Every time I close my eyes I see him; my tiny best friend still stood there in his little blue blazer and shorts. That silly flat cap always falling off his head as he pushed it back up straight.
I can still remember pulling it off his head every year, and throwing it around like my ragdoll while he, pretending to be as strong and as agile as any pre-school boy, told me silly little lies of how he was going to tell on me. He never would, but I believed him.
I believed every word back then. I believed his every word for seven thousand, three hundred and four days.
And I would keep believing them, long past their sell by date.
When I think back to his younger self, I think back to school, I think of all the lessons that they taught us; How to read and write and listen and speak. How to make our presence in a room and how to address others with that presence. In my case however, they mostly spent twenty-five minutes of a lesson shouting at Elliott Parkins, and his rowdy bunch of future criminals.
There are few teachers who I can remember from my academic days; Mrs Charlie who got suspended for having an affair with fifteen-year-old Tyson Utter-dale, Mr Dickson who slurped every time he finished a sentence. Most faces never stuck, and their lessons faded into my teenage years of pop music and sleek straightened hair. Some lessons I can still see clearly- how to write a love sonnet in the style of Shakespeare, and how to apply pi to the diameter to get the circumference of a circle.
It was all trivial mathematical bullshit.
I could swear at the head of education about the importance of teaching subjects that mattered more to humans and not scholars. Lessons that equipped you to pay bills, get a mortgage…
Lessons that help you deal with death.
I should have marched right up to the secretary of state for education, and shake him hard, threaten him with desperate pleas because I knew how it would benefit growing, vulnerable minds.
I knew it would have benefitted vulnerable me.
Maybe I’m just too optimistic. Maybe I need to realise that my actions weren’t of a conditioned, and controlled thought process. That I couldn’t blame mental illness for any of this.
Maybe I’m just crawling back into my fantasy land, where I would know these answers and he would still be alive.
I must be realistic though. After all, the subject wasn’t as simple as math- no nine times table would affect me, or prepare me for Life’s unexpected cruelty. No, this subject was much more complex- like a sick, twisted, game of poker…
Some of my former pupils deserved the cruelty- Life’s hand played the justice card for the likes of Bobby Newman who would be in prison three years after we split up for Christmas, for Grievous Bodily Harm. And Dillan Hardees, don’t even ask; he tried to rob the local supermarket, with a water pistol he had spray painted black.
He had been sentenced down for five years; Dumb Shit.
It was a said fact, that every one of my small friends would eventually feel that inevitable sting of life’s game cards coming into play.
I don’t remember most of their names either, but I remember the small few who would avoid this cruelty; who got dealt royal flushes and straight Aces.
Others became average, fitting into society with their straight set, or two pairs. Not hitting or missing or gaining the gamble; just calling it when they were safe. When life was content.
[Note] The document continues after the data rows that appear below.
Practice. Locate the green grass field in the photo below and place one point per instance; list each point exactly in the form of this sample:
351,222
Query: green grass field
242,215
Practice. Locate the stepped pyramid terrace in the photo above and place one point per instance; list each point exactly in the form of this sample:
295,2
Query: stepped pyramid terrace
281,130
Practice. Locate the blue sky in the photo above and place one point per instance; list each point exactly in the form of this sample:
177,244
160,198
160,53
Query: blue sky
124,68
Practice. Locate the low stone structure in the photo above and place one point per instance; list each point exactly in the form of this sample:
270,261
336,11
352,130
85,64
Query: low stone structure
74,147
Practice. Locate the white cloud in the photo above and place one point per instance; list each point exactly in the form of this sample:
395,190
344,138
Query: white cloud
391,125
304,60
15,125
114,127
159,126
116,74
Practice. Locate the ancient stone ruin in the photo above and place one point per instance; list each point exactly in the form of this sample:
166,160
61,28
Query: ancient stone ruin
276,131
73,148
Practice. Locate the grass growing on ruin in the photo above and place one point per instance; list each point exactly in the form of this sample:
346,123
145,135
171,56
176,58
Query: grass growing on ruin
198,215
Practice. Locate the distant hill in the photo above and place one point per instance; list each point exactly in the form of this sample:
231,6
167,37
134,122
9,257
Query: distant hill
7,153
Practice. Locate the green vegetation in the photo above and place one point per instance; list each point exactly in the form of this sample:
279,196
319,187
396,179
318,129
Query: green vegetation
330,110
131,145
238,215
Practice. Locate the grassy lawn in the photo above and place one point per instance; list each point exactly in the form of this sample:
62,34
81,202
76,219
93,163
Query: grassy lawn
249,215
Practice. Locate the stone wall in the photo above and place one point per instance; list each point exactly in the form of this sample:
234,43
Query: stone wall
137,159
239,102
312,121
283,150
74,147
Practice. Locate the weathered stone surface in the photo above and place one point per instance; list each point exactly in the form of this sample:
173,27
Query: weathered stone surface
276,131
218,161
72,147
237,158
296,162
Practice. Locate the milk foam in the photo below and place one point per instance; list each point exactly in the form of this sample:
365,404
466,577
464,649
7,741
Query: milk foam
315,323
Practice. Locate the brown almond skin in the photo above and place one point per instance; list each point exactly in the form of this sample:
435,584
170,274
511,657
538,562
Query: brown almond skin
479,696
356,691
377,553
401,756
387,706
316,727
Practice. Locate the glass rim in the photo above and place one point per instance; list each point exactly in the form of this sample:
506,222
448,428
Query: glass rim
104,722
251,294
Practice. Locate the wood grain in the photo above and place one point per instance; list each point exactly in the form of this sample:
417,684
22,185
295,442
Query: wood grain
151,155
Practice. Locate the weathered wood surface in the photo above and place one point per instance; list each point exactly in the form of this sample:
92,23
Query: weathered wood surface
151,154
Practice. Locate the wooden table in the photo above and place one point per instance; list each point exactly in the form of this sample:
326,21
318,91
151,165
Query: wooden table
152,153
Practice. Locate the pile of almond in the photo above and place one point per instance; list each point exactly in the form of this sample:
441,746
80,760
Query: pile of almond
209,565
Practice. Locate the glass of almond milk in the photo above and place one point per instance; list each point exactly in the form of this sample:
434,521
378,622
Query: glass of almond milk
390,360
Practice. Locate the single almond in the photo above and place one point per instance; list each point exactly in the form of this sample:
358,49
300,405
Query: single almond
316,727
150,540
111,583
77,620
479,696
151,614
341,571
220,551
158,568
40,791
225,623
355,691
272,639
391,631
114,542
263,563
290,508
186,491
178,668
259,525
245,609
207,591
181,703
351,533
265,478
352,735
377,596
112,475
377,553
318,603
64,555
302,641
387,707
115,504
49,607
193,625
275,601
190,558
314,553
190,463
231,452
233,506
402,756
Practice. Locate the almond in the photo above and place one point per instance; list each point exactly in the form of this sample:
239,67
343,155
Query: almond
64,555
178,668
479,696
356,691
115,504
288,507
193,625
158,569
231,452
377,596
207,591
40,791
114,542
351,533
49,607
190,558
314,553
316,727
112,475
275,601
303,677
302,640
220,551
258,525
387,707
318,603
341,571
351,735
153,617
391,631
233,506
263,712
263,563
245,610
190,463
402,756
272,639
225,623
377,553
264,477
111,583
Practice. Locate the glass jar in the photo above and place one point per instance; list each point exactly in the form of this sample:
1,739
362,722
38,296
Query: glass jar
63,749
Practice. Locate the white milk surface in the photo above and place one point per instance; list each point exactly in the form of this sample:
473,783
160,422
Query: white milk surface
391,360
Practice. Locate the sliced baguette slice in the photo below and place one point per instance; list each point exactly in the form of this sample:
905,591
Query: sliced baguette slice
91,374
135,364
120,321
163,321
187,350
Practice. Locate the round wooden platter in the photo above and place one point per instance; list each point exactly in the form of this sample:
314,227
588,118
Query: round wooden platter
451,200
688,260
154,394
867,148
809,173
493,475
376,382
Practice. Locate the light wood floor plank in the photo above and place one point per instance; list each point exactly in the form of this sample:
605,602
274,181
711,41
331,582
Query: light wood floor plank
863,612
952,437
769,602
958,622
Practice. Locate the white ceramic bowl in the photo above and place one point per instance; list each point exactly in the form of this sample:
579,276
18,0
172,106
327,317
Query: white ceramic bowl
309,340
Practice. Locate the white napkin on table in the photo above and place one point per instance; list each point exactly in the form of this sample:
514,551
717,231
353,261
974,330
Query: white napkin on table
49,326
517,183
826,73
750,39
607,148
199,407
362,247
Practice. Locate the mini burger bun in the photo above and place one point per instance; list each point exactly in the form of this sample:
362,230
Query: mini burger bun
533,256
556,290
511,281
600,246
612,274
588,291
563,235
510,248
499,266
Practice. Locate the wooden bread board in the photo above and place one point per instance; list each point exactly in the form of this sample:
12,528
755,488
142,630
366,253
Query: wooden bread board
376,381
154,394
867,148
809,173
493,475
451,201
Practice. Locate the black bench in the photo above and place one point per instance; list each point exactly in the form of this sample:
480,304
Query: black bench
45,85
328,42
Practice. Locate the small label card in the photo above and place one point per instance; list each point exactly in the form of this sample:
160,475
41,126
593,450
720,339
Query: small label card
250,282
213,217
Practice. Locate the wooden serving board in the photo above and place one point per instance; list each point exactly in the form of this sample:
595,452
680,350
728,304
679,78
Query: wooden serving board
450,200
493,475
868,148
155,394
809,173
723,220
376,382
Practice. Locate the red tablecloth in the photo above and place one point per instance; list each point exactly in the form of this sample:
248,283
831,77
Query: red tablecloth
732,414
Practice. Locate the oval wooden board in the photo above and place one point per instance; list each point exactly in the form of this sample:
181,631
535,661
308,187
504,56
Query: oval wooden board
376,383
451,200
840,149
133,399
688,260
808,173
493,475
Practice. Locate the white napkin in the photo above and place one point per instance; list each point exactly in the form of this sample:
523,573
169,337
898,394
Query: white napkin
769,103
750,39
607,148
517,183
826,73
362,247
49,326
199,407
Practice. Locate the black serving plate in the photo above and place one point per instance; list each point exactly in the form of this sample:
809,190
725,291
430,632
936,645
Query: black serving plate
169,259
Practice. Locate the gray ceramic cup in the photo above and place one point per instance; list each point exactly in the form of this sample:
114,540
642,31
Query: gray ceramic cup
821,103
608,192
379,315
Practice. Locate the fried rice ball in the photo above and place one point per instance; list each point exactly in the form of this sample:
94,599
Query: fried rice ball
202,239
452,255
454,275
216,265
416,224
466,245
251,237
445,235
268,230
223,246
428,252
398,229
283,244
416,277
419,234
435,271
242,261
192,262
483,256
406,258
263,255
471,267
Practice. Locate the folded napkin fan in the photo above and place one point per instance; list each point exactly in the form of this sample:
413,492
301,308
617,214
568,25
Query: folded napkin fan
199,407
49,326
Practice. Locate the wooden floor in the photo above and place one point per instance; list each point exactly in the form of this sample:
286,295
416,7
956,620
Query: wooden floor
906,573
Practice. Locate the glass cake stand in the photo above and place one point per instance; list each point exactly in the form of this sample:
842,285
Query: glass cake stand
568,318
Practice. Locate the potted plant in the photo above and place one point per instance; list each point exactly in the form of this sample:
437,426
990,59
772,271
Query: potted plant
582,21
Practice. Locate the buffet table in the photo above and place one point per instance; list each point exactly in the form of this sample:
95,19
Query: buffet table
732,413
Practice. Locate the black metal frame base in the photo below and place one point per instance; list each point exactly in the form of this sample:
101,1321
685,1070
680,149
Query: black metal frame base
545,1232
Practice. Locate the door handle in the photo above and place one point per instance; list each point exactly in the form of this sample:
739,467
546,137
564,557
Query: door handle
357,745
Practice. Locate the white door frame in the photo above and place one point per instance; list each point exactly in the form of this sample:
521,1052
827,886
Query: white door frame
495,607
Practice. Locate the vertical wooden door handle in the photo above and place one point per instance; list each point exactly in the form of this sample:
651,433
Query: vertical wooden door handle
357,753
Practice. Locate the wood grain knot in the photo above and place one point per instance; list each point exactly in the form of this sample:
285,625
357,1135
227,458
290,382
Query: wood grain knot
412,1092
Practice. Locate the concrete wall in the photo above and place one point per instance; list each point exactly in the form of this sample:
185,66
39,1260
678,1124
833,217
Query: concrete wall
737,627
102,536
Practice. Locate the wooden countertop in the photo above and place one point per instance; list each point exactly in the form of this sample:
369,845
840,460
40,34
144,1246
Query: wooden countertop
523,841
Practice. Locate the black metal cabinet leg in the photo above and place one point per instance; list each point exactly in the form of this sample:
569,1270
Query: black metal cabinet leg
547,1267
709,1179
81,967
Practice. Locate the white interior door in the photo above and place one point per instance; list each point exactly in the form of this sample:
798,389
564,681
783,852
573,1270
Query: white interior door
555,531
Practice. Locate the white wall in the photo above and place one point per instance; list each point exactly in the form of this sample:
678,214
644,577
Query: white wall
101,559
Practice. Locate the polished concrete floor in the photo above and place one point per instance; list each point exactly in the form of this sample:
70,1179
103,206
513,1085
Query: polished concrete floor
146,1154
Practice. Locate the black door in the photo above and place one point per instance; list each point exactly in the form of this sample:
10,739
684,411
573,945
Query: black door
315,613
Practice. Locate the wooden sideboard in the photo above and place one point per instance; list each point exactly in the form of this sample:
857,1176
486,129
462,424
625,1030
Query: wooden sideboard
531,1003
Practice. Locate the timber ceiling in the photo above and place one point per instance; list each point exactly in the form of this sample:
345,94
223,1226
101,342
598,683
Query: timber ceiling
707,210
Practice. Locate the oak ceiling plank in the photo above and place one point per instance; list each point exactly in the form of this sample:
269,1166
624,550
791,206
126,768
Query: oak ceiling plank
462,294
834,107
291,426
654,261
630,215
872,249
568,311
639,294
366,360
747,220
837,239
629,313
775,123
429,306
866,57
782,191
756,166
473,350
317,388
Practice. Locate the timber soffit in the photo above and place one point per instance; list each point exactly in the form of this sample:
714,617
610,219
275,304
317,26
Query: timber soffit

I always thought of myself as one of these; I knew the cards well, I knew what to avoid and the right and wrongs of Life’s game. However, I was lucky, and always had my right-hand dealer who would slyly slip my cards to me, and organise them in a way which kept me safe and secure.
And it was because of that; I fell hard for my card dealer; that stupid boy in the slanted flat cap; Mark Grimes.
It still hits me now like a bullet to the side of my brain as I sit thinking about it. As I dream and fumble through what could have happened if he had stayed.
What game would we be playing now?
Would he still be alive if I didn’t love him?